This month we’re featuring films about politics, and our Movie of the Month is a film that documents the growth of the anti-war movement within the military during the Vietnam era.
It is a popular myth that “hippie protests” in the U.S. demoralized our troops in Vietnam and led to our failure to win the war. This film reveals a rarely talked about truth, which is that the war was ended by an organized anti-war movement within the military itself.
In the mid-60s, there were a handful of individuals and small groups who chose to face courts martial rather than perpetuate the war. One individual interviewed is Dr. Howard Levy, a dermatologist who was tasked with training Special Forces troops to treat minor skin ailments. The idea, he says, was for the Green Berets to win the hearts and minds of the Vietnamese people by treating a few children with impetigo, after which the Vietnamese would welcome U.S. troops, who would then murder (possibly) those same children along with everyone else in their village. When he refused to continue training soldiers, Levy was court martialed and convicted of disobedience and seeking to promote disloyalty.
The movement grew through underground newspapers distributed to GIs both stateside and in country, and by coffeehouses near Army bases where GIs congregated to discuss resistance to the war.
By 1971, GIs had formally organized, creating such groups as WORMS (We Openly Resist Military Stupidity) and VVAW (Vietnam Veterans Against the War.) Following the public exposure of the My Lai massacre, VVAW organized the Winter Soldier investigation in Detroit. From January 31 through February 2, 1971, discharged service people from every branch of the military, along with medical personnel and civilian contractors, testified about atrocities they had witnessed and/or participated in. The purpose was not to defend the actions of Lt. William Calley (the only officer convicted of war crimes in connection with My Lai) but rather to expose the lie that the massacre was an isolated and aberrant incident. Such massacres were, they claimed, the inevitable consequences of U.S. Military policies.
Nixon decided to switch from a ground war to an air war after the Pentagon estimated that over half the ground troops in Vietnam were openly opposed to the war. Unprecedented numbers of soldiers were deserting or being jailed for defying military authority and refusing to follow orders. The air war strategy worked for a little while, but soon the Navy and the Air Force were also sabotaging communications and missions, forcing the U.S. to withdraw from Vietnam in 1975.

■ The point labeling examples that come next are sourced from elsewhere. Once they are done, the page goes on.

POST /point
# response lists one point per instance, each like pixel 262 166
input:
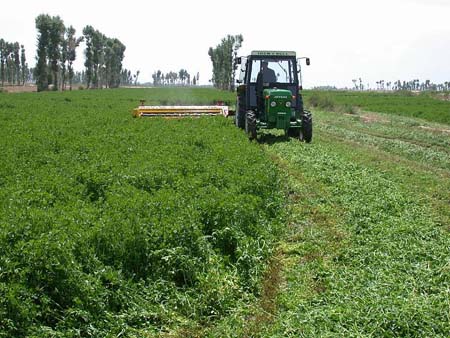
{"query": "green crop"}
pixel 112 225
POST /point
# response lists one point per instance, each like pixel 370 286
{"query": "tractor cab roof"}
pixel 272 53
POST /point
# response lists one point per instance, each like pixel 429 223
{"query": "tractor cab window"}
pixel 280 71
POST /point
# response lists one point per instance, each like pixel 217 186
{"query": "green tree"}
pixel 23 65
pixel 43 24
pixel 88 33
pixel 2 61
pixel 222 58
pixel 56 38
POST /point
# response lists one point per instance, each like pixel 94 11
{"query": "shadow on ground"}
pixel 272 139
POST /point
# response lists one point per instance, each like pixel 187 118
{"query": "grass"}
pixel 111 225
pixel 366 250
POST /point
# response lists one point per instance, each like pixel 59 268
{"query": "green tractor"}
pixel 268 95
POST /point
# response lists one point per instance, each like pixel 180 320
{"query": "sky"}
pixel 347 39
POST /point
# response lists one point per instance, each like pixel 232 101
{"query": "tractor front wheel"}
pixel 306 131
pixel 239 118
pixel 250 124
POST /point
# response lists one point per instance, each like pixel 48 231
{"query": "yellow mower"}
pixel 180 111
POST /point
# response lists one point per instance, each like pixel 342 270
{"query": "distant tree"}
pixel 72 43
pixel 88 33
pixel 23 65
pixel 222 58
pixel 3 61
pixel 43 24
pixel 56 38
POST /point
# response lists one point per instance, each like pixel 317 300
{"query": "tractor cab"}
pixel 268 95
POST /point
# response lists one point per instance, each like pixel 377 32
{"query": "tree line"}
pixel 56 53
pixel 222 58
pixel 13 64
pixel 104 58
pixel 174 78
pixel 414 84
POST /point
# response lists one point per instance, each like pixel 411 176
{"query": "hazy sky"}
pixel 345 39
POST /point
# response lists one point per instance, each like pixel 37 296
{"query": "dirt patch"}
pixel 373 118
pixel 442 96
pixel 439 130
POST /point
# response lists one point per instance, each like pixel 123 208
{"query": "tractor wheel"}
pixel 250 124
pixel 306 131
pixel 239 118
pixel 293 132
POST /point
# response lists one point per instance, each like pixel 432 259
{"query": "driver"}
pixel 268 75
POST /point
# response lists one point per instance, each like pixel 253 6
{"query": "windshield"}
pixel 272 70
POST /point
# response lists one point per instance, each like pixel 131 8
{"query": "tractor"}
pixel 268 94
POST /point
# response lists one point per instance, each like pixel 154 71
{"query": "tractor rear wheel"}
pixel 306 131
pixel 239 118
pixel 293 132
pixel 250 124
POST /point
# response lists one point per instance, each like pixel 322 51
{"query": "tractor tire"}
pixel 293 132
pixel 306 130
pixel 250 124
pixel 239 118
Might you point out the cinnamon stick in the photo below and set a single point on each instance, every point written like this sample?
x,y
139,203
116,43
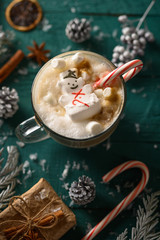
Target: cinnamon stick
x,y
9,66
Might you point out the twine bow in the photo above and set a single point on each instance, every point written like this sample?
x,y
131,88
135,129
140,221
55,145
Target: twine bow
x,y
45,221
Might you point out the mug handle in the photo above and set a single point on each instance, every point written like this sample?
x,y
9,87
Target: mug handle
x,y
29,131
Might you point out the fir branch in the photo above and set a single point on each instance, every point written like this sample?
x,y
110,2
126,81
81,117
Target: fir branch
x,y
146,220
8,175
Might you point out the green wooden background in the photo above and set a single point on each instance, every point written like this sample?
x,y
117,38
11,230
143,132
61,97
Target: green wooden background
x,y
127,143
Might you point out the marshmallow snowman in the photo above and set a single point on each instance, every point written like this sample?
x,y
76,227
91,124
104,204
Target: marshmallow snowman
x,y
78,99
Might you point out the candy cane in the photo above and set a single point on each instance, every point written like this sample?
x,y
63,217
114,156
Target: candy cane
x,y
127,71
127,200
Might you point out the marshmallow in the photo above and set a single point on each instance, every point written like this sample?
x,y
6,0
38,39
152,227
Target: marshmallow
x,y
79,111
49,99
94,127
98,92
85,76
107,92
74,71
58,63
78,57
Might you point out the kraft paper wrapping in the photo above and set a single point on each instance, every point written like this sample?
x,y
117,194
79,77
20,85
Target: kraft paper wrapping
x,y
37,198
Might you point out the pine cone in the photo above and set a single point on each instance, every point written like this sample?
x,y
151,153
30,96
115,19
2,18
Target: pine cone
x,y
83,191
78,30
8,102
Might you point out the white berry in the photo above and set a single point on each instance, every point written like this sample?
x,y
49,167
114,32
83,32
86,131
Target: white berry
x,y
126,30
121,49
122,38
115,55
122,18
149,36
58,63
136,42
141,32
126,54
134,36
142,40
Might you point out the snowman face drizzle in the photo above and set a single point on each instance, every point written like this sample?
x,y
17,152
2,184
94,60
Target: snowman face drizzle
x,y
72,75
77,98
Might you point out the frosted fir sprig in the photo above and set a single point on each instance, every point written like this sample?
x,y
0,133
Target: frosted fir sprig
x,y
6,38
8,175
133,39
146,220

For the next twenty years, the U.S. government attempted to bury the reality of GI resistance to the war, to the point where many people today believe the “Rambo” version of Vietnam, including the apocryphal story of the Vietnam vet who was spat upon and called “babykiller,” and even people who saw news footage at the time have forgotten that the enthusiastic audiences to whom Jane Fonda delivered her anti-war messages were not hippie protesters but active U.S. troops.